# Search-R1

This is a model trained to generated queries as part of its inference process. The original implementation is from infer.py in https://github.com/PeterGriffinJin/Search-R1 by the original authors.


In [1]:
#%pip install -q python-terrier accelerate

In [2]:
import pyterrier as pt
import pyterrier_rag

## Retrieval Setup

Lets get a BM25 retriever. This (Terrier) retriever also has the 'text', 'title' metadata for passages.

In [3]:
sparse_index = pt.Artifact.from_hf('pyterrier/ragwiki-terrier')

# queries from R1 may have tokens that Terrier doesnt like. We can remove them and put them back later.
bm25 = pt.rewrite.tokenise() >> sparse_index.bm25(include_fields=['docno', 'text', 'title']) >> pt.rewrite.reset()

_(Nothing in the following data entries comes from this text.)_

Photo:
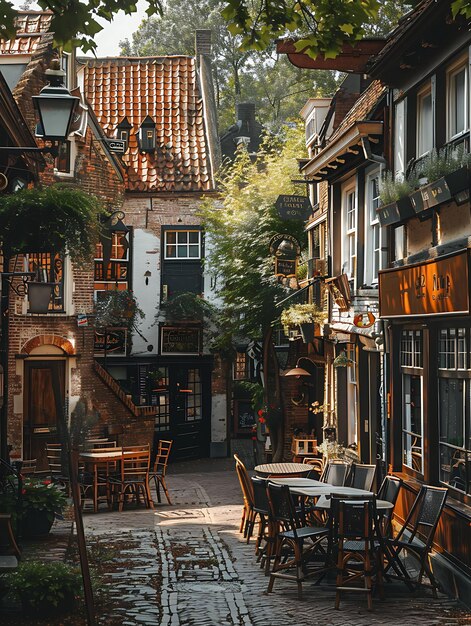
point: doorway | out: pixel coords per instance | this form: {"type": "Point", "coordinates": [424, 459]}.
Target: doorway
{"type": "Point", "coordinates": [44, 400]}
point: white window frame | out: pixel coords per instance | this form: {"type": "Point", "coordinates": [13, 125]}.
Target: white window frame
{"type": "Point", "coordinates": [177, 244]}
{"type": "Point", "coordinates": [371, 225]}
{"type": "Point", "coordinates": [350, 232]}
{"type": "Point", "coordinates": [462, 64]}
{"type": "Point", "coordinates": [422, 135]}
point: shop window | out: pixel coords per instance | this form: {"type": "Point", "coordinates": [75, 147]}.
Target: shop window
{"type": "Point", "coordinates": [454, 407]}
{"type": "Point", "coordinates": [425, 134]}
{"type": "Point", "coordinates": [412, 394]}
{"type": "Point", "coordinates": [457, 99]}
{"type": "Point", "coordinates": [50, 266]}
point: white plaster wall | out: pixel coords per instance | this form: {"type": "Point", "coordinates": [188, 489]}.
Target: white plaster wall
{"type": "Point", "coordinates": [146, 254]}
{"type": "Point", "coordinates": [218, 420]}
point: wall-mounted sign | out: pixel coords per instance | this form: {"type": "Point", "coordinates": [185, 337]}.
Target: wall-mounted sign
{"type": "Point", "coordinates": [364, 320]}
{"type": "Point", "coordinates": [430, 288]}
{"type": "Point", "coordinates": [293, 207]}
{"type": "Point", "coordinates": [180, 339]}
{"type": "Point", "coordinates": [111, 342]}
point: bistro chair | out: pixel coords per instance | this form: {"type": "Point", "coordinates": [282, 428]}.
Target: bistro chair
{"type": "Point", "coordinates": [363, 476]}
{"type": "Point", "coordinates": [335, 473]}
{"type": "Point", "coordinates": [388, 491]}
{"type": "Point", "coordinates": [302, 541]}
{"type": "Point", "coordinates": [248, 514]}
{"type": "Point", "coordinates": [354, 537]}
{"type": "Point", "coordinates": [416, 536]}
{"type": "Point", "coordinates": [133, 479]}
{"type": "Point", "coordinates": [159, 469]}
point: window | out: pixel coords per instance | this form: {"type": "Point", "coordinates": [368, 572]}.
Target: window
{"type": "Point", "coordinates": [457, 104]}
{"type": "Point", "coordinates": [454, 408]}
{"type": "Point", "coordinates": [425, 130]}
{"type": "Point", "coordinates": [50, 266]}
{"type": "Point", "coordinates": [412, 393]}
{"type": "Point", "coordinates": [182, 244]}
{"type": "Point", "coordinates": [350, 238]}
{"type": "Point", "coordinates": [373, 234]}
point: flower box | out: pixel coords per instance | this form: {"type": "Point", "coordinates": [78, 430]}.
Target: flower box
{"type": "Point", "coordinates": [395, 211]}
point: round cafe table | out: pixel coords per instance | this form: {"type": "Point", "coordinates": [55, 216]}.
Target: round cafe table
{"type": "Point", "coordinates": [282, 469]}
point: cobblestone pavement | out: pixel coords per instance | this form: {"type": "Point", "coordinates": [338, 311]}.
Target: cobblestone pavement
{"type": "Point", "coordinates": [209, 574]}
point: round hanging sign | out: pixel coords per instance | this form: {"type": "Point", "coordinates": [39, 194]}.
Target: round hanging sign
{"type": "Point", "coordinates": [364, 320]}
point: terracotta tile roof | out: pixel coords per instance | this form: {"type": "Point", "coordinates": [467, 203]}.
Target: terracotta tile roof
{"type": "Point", "coordinates": [361, 109]}
{"type": "Point", "coordinates": [32, 26]}
{"type": "Point", "coordinates": [165, 89]}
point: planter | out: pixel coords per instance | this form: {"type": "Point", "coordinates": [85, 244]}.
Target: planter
{"type": "Point", "coordinates": [307, 332]}
{"type": "Point", "coordinates": [442, 190]}
{"type": "Point", "coordinates": [395, 211]}
{"type": "Point", "coordinates": [35, 523]}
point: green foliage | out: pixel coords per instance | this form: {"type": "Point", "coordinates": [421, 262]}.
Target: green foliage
{"type": "Point", "coordinates": [55, 218]}
{"type": "Point", "coordinates": [298, 314]}
{"type": "Point", "coordinates": [74, 23]}
{"type": "Point", "coordinates": [239, 226]}
{"type": "Point", "coordinates": [38, 495]}
{"type": "Point", "coordinates": [117, 307]}
{"type": "Point", "coordinates": [188, 306]}
{"type": "Point", "coordinates": [438, 164]}
{"type": "Point", "coordinates": [42, 585]}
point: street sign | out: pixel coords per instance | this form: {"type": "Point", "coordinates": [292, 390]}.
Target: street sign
{"type": "Point", "coordinates": [293, 207]}
{"type": "Point", "coordinates": [116, 145]}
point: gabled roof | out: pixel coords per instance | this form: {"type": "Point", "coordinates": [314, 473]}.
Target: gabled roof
{"type": "Point", "coordinates": [32, 27]}
{"type": "Point", "coordinates": [165, 89]}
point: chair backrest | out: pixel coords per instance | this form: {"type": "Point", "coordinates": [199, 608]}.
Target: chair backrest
{"type": "Point", "coordinates": [282, 507]}
{"type": "Point", "coordinates": [28, 466]}
{"type": "Point", "coordinates": [260, 497]}
{"type": "Point", "coordinates": [161, 459]}
{"type": "Point", "coordinates": [363, 476]}
{"type": "Point", "coordinates": [389, 489]}
{"type": "Point", "coordinates": [335, 473]}
{"type": "Point", "coordinates": [424, 515]}
{"type": "Point", "coordinates": [244, 480]}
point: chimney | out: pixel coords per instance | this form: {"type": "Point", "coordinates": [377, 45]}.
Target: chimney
{"type": "Point", "coordinates": [203, 42]}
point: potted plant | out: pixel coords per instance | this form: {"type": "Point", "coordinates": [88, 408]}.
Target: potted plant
{"type": "Point", "coordinates": [395, 201]}
{"type": "Point", "coordinates": [59, 217]}
{"type": "Point", "coordinates": [302, 316]}
{"type": "Point", "coordinates": [445, 174]}
{"type": "Point", "coordinates": [41, 501]}
{"type": "Point", "coordinates": [46, 588]}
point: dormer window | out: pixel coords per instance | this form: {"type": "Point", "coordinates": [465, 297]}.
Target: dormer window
{"type": "Point", "coordinates": [146, 135]}
{"type": "Point", "coordinates": [123, 130]}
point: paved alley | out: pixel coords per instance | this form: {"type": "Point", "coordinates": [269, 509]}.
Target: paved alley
{"type": "Point", "coordinates": [191, 567]}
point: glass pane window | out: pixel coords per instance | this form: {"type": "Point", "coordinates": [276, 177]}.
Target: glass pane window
{"type": "Point", "coordinates": [412, 427]}
{"type": "Point", "coordinates": [182, 244]}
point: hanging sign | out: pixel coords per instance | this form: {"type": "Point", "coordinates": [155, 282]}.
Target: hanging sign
{"type": "Point", "coordinates": [364, 320]}
{"type": "Point", "coordinates": [293, 207]}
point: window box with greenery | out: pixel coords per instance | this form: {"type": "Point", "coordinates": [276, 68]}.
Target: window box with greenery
{"type": "Point", "coordinates": [304, 317]}
{"type": "Point", "coordinates": [395, 201]}
{"type": "Point", "coordinates": [445, 175]}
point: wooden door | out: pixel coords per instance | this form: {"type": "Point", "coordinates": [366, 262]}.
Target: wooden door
{"type": "Point", "coordinates": [44, 400]}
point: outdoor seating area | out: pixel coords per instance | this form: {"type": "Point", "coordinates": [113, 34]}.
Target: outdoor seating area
{"type": "Point", "coordinates": [338, 532]}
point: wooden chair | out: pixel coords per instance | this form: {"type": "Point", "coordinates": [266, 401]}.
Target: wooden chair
{"type": "Point", "coordinates": [159, 469]}
{"type": "Point", "coordinates": [133, 478]}
{"type": "Point", "coordinates": [248, 513]}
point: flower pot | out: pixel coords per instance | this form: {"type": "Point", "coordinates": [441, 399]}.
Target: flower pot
{"type": "Point", "coordinates": [307, 332]}
{"type": "Point", "coordinates": [36, 523]}
{"type": "Point", "coordinates": [395, 211]}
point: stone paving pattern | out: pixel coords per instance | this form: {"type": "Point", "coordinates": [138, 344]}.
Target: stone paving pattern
{"type": "Point", "coordinates": [209, 574]}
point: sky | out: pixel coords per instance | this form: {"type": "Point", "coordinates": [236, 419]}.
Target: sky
{"type": "Point", "coordinates": [120, 28]}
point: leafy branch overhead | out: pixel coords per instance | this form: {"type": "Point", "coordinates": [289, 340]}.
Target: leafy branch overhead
{"type": "Point", "coordinates": [74, 22]}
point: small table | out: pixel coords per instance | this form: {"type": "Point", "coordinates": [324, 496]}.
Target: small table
{"type": "Point", "coordinates": [282, 469]}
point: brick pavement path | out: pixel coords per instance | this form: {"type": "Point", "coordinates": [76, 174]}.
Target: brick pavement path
{"type": "Point", "coordinates": [209, 574]}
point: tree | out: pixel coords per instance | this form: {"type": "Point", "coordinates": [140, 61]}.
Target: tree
{"type": "Point", "coordinates": [239, 226]}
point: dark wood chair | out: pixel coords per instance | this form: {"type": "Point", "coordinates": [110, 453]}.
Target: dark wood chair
{"type": "Point", "coordinates": [159, 469]}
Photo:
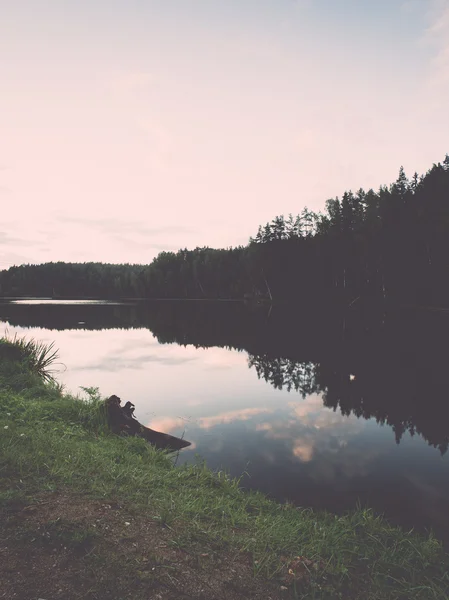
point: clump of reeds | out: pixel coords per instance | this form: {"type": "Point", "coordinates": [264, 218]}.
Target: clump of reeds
{"type": "Point", "coordinates": [40, 357]}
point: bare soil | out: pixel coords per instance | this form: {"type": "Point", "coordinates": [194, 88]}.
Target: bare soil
{"type": "Point", "coordinates": [69, 547]}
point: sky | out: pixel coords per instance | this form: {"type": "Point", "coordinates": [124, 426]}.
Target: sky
{"type": "Point", "coordinates": [130, 127]}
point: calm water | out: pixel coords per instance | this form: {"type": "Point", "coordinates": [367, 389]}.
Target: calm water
{"type": "Point", "coordinates": [315, 409]}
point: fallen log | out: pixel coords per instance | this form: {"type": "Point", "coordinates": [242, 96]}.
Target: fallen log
{"type": "Point", "coordinates": [121, 420]}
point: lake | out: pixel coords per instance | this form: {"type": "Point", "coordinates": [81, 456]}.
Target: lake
{"type": "Point", "coordinates": [320, 409]}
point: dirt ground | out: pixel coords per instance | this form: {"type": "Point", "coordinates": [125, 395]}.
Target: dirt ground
{"type": "Point", "coordinates": [66, 547]}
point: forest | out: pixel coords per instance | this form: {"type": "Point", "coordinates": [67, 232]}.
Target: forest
{"type": "Point", "coordinates": [392, 244]}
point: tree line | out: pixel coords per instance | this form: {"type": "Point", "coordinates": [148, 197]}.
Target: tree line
{"type": "Point", "coordinates": [390, 243]}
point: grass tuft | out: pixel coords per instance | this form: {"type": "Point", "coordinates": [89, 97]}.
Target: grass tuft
{"type": "Point", "coordinates": [52, 440]}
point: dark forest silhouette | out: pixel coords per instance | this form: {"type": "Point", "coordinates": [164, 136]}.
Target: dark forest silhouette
{"type": "Point", "coordinates": [390, 244]}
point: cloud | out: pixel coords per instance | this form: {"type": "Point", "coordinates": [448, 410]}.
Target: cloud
{"type": "Point", "coordinates": [7, 240]}
{"type": "Point", "coordinates": [235, 415]}
{"type": "Point", "coordinates": [112, 226]}
{"type": "Point", "coordinates": [437, 35]}
{"type": "Point", "coordinates": [114, 363]}
{"type": "Point", "coordinates": [11, 258]}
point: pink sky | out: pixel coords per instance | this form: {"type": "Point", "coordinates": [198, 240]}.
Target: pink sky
{"type": "Point", "coordinates": [129, 127]}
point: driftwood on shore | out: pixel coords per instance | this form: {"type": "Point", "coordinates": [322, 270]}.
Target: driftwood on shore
{"type": "Point", "coordinates": [122, 420]}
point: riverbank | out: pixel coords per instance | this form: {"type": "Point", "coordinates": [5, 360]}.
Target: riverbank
{"type": "Point", "coordinates": [89, 514]}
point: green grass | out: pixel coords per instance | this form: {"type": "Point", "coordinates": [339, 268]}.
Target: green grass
{"type": "Point", "coordinates": [51, 440]}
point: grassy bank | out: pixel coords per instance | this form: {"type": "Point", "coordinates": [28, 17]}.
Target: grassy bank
{"type": "Point", "coordinates": [132, 525]}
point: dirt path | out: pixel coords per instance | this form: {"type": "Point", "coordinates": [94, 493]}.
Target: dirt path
{"type": "Point", "coordinates": [64, 546]}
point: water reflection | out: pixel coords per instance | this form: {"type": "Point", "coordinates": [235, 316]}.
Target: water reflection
{"type": "Point", "coordinates": [353, 411]}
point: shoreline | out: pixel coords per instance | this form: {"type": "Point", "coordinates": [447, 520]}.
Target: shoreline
{"type": "Point", "coordinates": [61, 466]}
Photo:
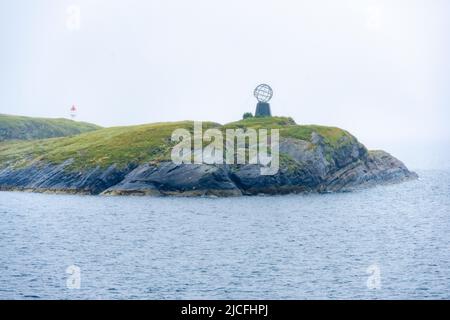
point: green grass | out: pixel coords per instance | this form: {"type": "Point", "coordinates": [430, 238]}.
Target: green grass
{"type": "Point", "coordinates": [138, 144]}
{"type": "Point", "coordinates": [27, 128]}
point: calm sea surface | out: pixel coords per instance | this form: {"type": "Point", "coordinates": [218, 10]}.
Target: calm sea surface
{"type": "Point", "coordinates": [387, 242]}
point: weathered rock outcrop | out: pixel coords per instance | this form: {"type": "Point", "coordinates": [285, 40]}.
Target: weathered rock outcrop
{"type": "Point", "coordinates": [306, 166]}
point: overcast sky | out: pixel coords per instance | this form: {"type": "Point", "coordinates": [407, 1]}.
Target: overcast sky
{"type": "Point", "coordinates": [379, 69]}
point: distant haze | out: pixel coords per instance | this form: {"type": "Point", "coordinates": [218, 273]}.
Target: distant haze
{"type": "Point", "coordinates": [379, 69]}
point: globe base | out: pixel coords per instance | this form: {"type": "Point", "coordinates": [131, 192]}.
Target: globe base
{"type": "Point", "coordinates": [263, 110]}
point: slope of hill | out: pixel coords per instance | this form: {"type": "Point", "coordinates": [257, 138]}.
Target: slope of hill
{"type": "Point", "coordinates": [136, 160]}
{"type": "Point", "coordinates": [28, 128]}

Java started (triggered by tokenise) and loaded: pyterrier.java, pyterrier.terrier.java [version=5.11 (build: craig.macdonald 2025-01-13 21:29), helper_version=0.0.8]


21:54:50.500 [main] WARN org.terrier.structures.BaseCompressingMetaIndex -- Structure meta reading lookup file directly from disk (SLOW) - try index.meta.index-source=fileinmem in the index properties file. 160.3 MiB of memory would be required.
21:54:50.515 [main] WARN org.terrier.structures.BaseCompressingMetaIndex -- Structure meta reading data file directly from disk (SLOW) - try index.meta.data-source=fileinmem in the index properties file. 8.2 GiB of memory would be required.


## Search-R1 model

We invoke SearchR1 using our BM25 retrieval pipeline. By default, SearchR1 takes only 3 passages from the specified retriever.

In [4]:
r1_bm25 = pyterrier_rag.SearchR1(bm25)

Loading checkpoint shards:   0%|          | 0/7 [00:00<?, ?it/s]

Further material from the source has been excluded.